"Lightening struck around three-thirty this morning and of course we had to be on site about six o'clock in order to be open for business at seven o'clock."
West says the storm knocked out power at his home so he wasn’t sure if he’d have electricity at Wheeler Avenue Baptist Church for Election Day. He was able to breathe a sigh of relief when the lights did indeed come on. But by early afternoon, voter turnout was pretty low.
"We have not gotten the turnout that we really want today and I say that by looking at both sides of the coin."
He went on to say that so many people voted during the early voting period that there simply aren’t as many people left who haven’t voted. One person was Houston’s Brandon Stowe who stopped by the Rippley Houston on Navigation road to cast his ballot. A minute after walking in he came walking back out.

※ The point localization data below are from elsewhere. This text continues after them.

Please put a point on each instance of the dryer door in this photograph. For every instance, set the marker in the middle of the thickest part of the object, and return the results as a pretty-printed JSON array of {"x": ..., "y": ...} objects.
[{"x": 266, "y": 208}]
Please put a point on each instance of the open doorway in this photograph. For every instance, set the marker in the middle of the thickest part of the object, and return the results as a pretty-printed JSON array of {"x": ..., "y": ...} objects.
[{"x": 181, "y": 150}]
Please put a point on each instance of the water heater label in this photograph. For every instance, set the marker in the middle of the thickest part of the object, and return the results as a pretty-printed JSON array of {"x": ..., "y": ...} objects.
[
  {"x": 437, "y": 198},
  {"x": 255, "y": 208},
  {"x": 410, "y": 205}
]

"I guess on early voting you can vote at any precinct and on the day of you have to vote at yours and I wasn’t aware of that."
Stowe says he didn’t know the rule because he normally votes early and just didn’t have the time this year.

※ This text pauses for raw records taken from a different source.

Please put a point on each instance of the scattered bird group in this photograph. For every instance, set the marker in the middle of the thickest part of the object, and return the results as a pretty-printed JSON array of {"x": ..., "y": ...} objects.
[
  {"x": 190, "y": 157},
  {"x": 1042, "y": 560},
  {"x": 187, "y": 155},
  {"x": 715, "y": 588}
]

Depending on where you go, voters may see lots of poll watchers with clipboards. During early voting, there were allegations that some poll watchers were intimidating voters at some minority locations. But at the Wheeler avenue location — a predominately minority location — Nat West says he doesn’t have any problems and stopped just short of questioning whether those other allegations are actually true.
"We don’t have anybody opposing anybody, threatening anybody, bothering anybody. And if somebody wants to say well how is your precinct different from another one. If someone else says mutt and Jeff are fighting and my thing is, I have no control over mutt and Jeff."
West has been a precinct judge for more than two decades. He says he just wants to have a fair election and let the best man or woman win.